KUALA LUMPUR, July 8 — The Ambassador of Saudi Arabia to Malaysia, Datuk Dr Mahmoud Hussien Saeed Qattan, said the decision by the Malaysian government to delay the sending of Haj pilgrims this year was made in the interest of Muslims to curb COVID-19.
Qattan also said he has been checking on the views of Malaysian (Muslims) regarding the issue on various platforms.

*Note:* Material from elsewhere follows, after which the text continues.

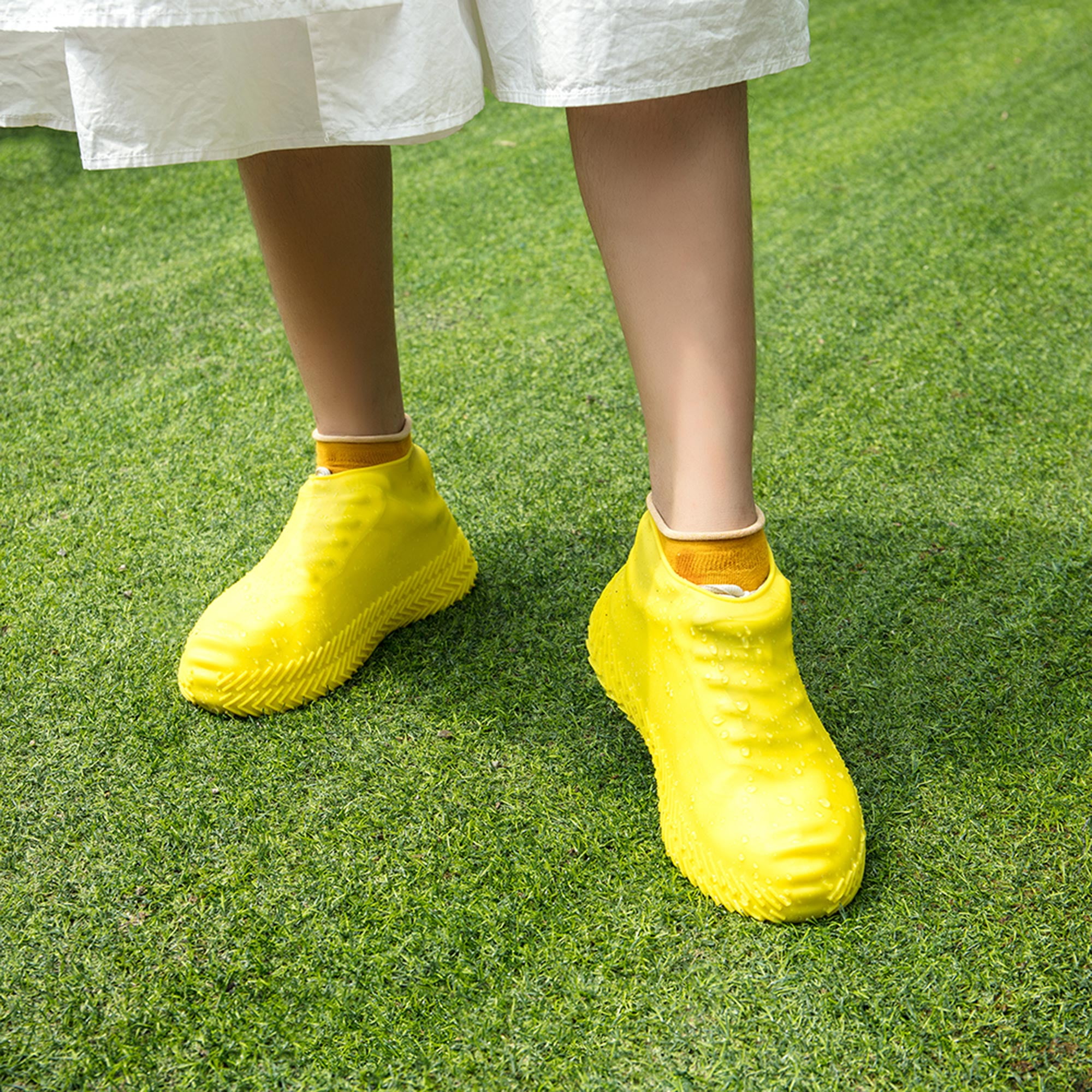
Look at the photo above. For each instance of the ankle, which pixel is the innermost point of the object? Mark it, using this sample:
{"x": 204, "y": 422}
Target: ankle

“I find that Malaysians understand and accept the decisions of the Malaysian government on this matter. Haj is important for the people of Malaysia (Muslims), and they are very realistic (about it) and aware of the importance of it to Muslims worldwide,” he told Bernama, today.
On June 11, Malaysia announced the postponement of the pilgrimage for this year (Islamic year 1441 AH) to next year following the approval of the Yang di-Pertuan Agong Al-Sultan Abdullah Ri’ayatuddin Al-Mustafa Billah Shah.
On June 23, the Saudi Ministry of Haj and Umrah announced that only a small number of people of various nationalities living in Saudi can go for this year’s Haj.
Foreign Minister Hishammuddin Tun Hussein, in a joint statement with the Minister of the Prime Minister’s Department (Religious Affairs) Datuk Dr. Zulkifli Mohamad Al-Bakri, on June 24, said Malaysia welcomed Saudi Arabia’s stand on the matter.
Commenting further, Qattan said Malaysia’s position on the matter is welcomed – reflecting the long-existing close ties between the two countries.
As of July 6, Saudi Arabia has registered 213,716 new cases and 4,207 deaths, according to a statement from the country’s health ministry.
Due to COVID-19, Saudi Arabia in late February suspended pilgrims’ entry for Umrah, and in mid-March grounded international flights and restricted incoming and outgoing traffic and movements to several cities, including Makkah and Madinah.